Will Covid vaccine success make Israel this summer's hottest holiday destination?

How is Israel ready to open up its borders to tourists once more - ITV News Senior International Correspondent John Irvine finds out

This summer the safest Mediterranean beaches might well be found in Israel.

That’s because the majority of locals congregating on them have been fully vaccinated and the tourists who join them will have been too.

The UK and Israel are poised to announce a mutual travel corridor that is likely to open on May 23, with Israel expected to be on the green list of countries the government is set to announce on Friday.

This will mean Brits returning from Israel – and Israelis visiting the UK – won’t be required to quarantine.

The ceiling of the Church of the Holy Sepulchre in Jerusalem, Israel Credit: Victoria Jones/PA

Israel is expected to reciprocate by allowing organised tour groups of vaccinated Brits to enter the country without having to quarantine.

The Israeli government are allowing only tour groups to start with because they are easier to monitor than individuals, although if all goes well individual tourists will probably be allowed in from July.

This is a step change for Israel, where a ban on foreigners entering the country has been in effect for more than a year.

Israel’s mass vaccination programme has been a huge success. The government paid Pfizer way over the odds to get vaccines here in volume and fast.

That decision looks all the more prudent with the news on Thursday that research from Israel shows both doses provide more than 95% protection against infection, serious illness and death.

While it also has beaches on the Dead Sea, the Red Sea and the Sea of Galilee, it’s the beaches of the Med that most tourists will flock to. Sunshine is guaranteed and in general the water is crystal clear.

Empty streets in Bethlehem in the run up to Christmas.
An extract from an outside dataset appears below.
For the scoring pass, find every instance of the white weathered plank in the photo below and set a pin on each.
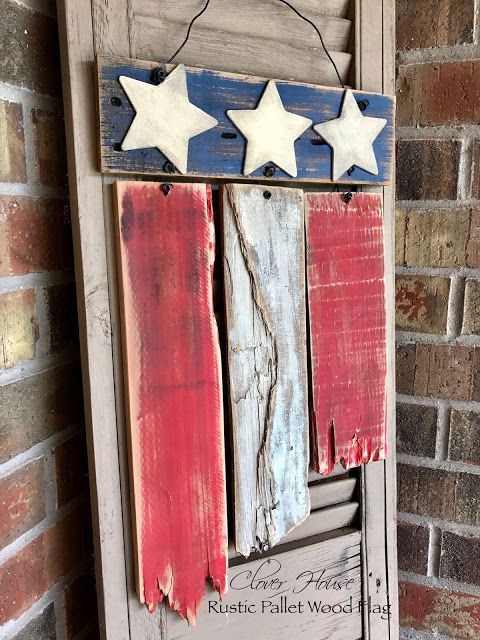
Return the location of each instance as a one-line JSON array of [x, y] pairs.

Credit: AP

For those who tire of lounging on a beach, a visit to Jerusalem, and particular the Old City, is a must. This is a small country and most of the places that should be on your list, including Bethlehem and Nazareth, can be done in a day trip.

Tel Aviv, in particular, has vibrant nightlife. Having fun is expensive though, with hotels, food and alcohol costing London prices.

Billboards have just gone up in Piccadilly Circus promoting Israel as this year’s summer holiday destination. 

It seems vaccines have unlocked the door to the Holy Land.